Zoe Lee, RISD Industrial Design Major, Published in MIT Technology Review
Nataliya Kosmyna
Nataliya Kosmyna can’t read your mind, but she designs technology that does. Or that’s what it feels like, anyway: her work focuses on brain-computer interfaces (BCIs), which use sensors to track brain activity—a process so effective at determining what’s happening inside someone’s head that she embedded her technology in a simulacrum of the magical Sorting Hat from the Harry Potter books. (She calls it the Thinking Cap.)
Raised in a village in Ukraine and educated at the Université Grenoble-Alpes in France, Kosmyna joined the Media Lab’s Fluid Interfaces Group as a postdoctoral associate in 2017 and has been serving as a research scientist since 2021. There, she’s been developing technology that can enhance human abilities both on Earth and in space.

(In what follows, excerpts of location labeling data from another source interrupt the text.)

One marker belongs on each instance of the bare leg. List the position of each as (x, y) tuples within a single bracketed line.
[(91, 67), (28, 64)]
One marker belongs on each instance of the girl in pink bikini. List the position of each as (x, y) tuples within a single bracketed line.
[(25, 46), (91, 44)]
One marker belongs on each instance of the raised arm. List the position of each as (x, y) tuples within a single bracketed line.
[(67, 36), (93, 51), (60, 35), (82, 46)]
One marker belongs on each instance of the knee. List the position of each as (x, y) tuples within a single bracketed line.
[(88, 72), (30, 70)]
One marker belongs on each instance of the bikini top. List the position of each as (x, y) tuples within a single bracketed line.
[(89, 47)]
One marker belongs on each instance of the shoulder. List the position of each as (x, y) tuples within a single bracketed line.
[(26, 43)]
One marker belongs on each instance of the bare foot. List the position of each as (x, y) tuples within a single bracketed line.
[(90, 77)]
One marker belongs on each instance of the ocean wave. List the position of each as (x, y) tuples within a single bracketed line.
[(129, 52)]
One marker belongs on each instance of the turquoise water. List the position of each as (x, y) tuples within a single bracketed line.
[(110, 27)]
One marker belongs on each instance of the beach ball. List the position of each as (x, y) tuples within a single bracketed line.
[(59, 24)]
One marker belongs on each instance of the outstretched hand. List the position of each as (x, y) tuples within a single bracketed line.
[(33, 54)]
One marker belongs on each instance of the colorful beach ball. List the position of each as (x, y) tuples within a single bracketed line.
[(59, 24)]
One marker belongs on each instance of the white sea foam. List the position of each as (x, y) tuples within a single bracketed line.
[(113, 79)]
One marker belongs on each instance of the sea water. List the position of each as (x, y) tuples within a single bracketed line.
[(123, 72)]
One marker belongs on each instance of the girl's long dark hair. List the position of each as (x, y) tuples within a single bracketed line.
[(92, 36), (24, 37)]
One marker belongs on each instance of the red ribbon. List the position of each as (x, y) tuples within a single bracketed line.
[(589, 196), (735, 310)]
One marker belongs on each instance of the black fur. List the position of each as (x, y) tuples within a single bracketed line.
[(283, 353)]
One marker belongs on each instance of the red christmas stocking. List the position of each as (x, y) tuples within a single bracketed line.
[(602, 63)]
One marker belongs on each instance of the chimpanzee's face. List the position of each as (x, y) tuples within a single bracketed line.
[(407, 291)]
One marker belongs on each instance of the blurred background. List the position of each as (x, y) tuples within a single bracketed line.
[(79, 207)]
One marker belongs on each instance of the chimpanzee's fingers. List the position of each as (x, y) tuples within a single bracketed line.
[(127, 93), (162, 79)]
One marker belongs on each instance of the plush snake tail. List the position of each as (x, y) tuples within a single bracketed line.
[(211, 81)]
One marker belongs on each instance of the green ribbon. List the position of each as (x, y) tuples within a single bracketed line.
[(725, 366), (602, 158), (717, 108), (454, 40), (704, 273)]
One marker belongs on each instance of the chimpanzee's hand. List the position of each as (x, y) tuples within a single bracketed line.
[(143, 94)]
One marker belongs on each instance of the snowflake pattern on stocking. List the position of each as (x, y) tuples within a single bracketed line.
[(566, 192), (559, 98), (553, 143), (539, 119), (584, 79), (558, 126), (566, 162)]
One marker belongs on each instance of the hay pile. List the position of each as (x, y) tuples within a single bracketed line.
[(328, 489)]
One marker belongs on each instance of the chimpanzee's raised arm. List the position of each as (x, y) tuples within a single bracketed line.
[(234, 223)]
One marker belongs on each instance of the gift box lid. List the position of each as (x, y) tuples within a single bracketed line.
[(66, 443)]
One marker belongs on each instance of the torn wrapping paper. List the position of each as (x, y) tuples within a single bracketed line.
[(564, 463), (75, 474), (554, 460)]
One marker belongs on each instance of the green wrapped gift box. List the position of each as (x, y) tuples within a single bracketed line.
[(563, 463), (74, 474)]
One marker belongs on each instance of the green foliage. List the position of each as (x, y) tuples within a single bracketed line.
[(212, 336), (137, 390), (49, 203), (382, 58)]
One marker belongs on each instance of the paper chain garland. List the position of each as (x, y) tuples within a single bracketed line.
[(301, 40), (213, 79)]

Kosmyna’s BCIs use noninvasive sensors that rest on the surface of the wearer’s head. Some detect eye movements; others act as portable electroencephalogram machines, detecting the electrical impulses created by brain activity through electrodes that might be embedded in hats, eyeglasses, or other wearable items. With a system like this, it might be possible to use brain waves to control technology such as drones, robots, and home appliances, or to provide feedback to users or researchers about the wearer’s current levels of creativity and attention.